А в израильском супере, куда я зашел как-то после работы, меня вдруг окликнул женский голос:
– И вы здесь?
Я обернулся и всмотрелся в типично русские черты, сквозь которые уже начал пробиваться Израиль. Моль – та самая сестра умершей Тефали, моей учительницы музыки. Зеленые глаза бога Окуджавы замаскированы очками в модной израильской оправе. Ну как модной – безвкусной.
– Здравствуйте.
– Шалом, мотек!
Оказалось, что Моль живет по соседству со мной, и я помог ей донести продукты до квартиры. Очень хотел уйти сразу, но не получилось. Моль рассказала, что она тут уже почти четыре года и что ей все нравится. Что только в конце жизни, в Израиле, она поняла, что жить надо, как израильтяне: никуда не спешить, совланут и беседер, беседер и совланут, не то что там, – и что она впервые не выживает, не решает проблемы, она – «осе хаим». «Оса хаим», – автоматически поправил я ее. Моль на секунду задумалась, но тут же снова встряхнулась: а вы знаете, что улыбка на иврите будет «хийух»? И рассмеялась задорно, как девочка.

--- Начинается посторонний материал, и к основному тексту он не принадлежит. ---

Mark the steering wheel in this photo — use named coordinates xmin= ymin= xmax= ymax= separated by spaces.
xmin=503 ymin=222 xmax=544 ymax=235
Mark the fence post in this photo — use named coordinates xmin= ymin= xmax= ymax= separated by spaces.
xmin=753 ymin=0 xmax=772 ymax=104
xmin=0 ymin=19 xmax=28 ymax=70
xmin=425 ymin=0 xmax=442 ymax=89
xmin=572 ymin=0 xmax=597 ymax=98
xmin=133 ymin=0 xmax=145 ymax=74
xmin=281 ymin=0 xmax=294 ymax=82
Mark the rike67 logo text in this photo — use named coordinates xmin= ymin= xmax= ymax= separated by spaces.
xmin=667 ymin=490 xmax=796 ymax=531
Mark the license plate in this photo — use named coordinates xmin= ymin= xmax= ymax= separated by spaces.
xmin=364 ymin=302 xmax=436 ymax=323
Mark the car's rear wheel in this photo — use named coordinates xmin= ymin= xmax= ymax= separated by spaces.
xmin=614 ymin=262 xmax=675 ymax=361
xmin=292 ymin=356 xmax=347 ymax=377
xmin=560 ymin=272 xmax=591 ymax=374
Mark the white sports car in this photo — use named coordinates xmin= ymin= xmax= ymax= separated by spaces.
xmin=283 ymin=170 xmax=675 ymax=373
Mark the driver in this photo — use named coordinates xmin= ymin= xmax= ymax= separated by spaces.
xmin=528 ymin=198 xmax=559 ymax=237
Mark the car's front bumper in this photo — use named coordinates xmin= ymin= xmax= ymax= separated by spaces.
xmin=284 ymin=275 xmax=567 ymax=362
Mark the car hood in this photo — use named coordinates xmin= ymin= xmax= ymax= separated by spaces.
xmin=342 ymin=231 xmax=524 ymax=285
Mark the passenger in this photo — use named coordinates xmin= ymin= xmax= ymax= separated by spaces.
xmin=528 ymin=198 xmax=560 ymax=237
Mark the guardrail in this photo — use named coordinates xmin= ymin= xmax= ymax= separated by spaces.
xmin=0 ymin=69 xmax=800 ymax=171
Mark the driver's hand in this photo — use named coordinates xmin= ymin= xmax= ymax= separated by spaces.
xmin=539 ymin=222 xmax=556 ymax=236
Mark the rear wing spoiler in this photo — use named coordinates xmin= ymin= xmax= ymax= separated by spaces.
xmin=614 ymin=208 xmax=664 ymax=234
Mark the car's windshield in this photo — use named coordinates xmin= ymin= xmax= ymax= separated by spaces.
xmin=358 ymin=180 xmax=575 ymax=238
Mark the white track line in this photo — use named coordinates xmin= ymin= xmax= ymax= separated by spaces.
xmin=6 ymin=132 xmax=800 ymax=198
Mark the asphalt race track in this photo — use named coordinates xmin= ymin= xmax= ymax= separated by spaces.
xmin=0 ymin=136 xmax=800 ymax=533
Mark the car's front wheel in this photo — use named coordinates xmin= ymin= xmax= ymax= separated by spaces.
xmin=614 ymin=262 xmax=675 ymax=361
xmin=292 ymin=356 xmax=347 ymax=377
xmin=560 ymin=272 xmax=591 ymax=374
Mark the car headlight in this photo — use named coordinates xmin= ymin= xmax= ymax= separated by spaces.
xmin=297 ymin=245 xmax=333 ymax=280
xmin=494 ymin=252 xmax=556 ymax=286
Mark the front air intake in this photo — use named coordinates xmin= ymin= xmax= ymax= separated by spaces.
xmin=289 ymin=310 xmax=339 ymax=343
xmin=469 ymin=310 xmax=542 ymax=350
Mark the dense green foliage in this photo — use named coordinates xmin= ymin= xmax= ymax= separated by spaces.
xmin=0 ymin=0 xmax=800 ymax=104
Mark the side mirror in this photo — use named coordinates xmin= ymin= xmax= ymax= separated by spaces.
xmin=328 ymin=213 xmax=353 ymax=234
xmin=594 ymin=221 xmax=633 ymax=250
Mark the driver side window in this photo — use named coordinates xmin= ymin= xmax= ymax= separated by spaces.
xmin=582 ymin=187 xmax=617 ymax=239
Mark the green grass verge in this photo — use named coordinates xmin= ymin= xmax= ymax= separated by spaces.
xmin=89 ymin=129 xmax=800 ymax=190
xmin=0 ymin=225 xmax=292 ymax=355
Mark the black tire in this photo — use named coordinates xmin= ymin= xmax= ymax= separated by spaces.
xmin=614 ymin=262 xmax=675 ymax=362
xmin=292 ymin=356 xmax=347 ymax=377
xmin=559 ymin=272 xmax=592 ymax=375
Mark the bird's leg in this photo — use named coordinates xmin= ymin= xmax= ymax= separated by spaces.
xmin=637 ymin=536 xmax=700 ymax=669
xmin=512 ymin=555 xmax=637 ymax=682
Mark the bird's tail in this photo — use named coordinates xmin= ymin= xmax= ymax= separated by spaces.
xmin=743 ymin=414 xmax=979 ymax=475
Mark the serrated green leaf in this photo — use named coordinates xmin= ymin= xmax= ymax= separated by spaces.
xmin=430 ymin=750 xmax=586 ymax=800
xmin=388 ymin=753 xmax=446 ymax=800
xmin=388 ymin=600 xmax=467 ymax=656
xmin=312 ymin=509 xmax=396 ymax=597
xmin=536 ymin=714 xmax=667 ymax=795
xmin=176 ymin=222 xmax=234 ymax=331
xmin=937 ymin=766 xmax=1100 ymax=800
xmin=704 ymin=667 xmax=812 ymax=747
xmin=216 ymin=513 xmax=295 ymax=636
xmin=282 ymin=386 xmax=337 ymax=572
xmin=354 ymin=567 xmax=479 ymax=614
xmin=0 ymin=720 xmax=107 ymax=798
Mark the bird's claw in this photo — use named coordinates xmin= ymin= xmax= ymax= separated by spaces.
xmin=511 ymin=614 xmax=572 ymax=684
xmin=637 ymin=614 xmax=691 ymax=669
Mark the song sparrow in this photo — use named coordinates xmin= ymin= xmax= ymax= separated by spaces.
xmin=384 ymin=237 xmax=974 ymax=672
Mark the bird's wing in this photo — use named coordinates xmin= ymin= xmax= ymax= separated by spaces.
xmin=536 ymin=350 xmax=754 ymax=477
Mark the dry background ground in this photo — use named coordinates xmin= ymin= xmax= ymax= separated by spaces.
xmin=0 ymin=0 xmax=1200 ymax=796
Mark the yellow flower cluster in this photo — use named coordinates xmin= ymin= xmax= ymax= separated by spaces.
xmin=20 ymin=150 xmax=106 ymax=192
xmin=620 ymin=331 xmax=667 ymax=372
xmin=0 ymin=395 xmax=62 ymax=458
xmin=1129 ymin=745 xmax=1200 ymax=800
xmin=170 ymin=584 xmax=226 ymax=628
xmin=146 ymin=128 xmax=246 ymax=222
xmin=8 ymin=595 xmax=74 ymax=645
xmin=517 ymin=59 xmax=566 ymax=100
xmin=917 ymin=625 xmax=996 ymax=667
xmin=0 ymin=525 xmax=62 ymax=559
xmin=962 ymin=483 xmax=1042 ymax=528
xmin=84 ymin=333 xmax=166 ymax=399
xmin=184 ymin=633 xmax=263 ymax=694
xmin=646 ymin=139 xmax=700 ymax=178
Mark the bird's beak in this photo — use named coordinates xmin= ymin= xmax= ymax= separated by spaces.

Потом мы пили чай и вспоминали Тефаль. Печаль делает чай вкуснее. Даже израильский чай «Высоцкий». Моль рассказала, что до Израиля никогда не была за границей, всю жизнь прожила в Ленинграде, даже в Москву к сестре выбиралась редко. По праздникам, ну и на похороны. Тут ее голос дрогнул; на старой, еще советской люстре повисла пауза. Моль встала и включила проигрыватель. Аккорд. Такой же, как был на поминках Тефали. А может, и тот самый. Моль переворачивала пластинки, как переворачивают песочные часы, запуская заново время.
«Когда я вернусь… Ты не смейся, когда я вернусь», – запел Галич, и Моль заплакала.
– Знаешь, я думала, что если перееду в Израиль, то буду счастлива, – призналась она. – Но куда бы ты ни уехал, ты всегда берешь с собой себя. И все мы – дикобразы. Это у Тарковского, в «Сталкере», – пояснила она в ответ на мой недоуменный взгляд. – Дикобраз молил Зону вернуть брата, а получил кучу денег. И повесился. Потому что дикобразу – дикобразово. – Моль усмехнулась и сняла наконец свои израильские очки. Глаза были те же – зеленые глаза бога Окуджавы.
«А когда я вернусь?» – снова спросил Галич. «Отсюда не возвращаются», – ответил Сталкер.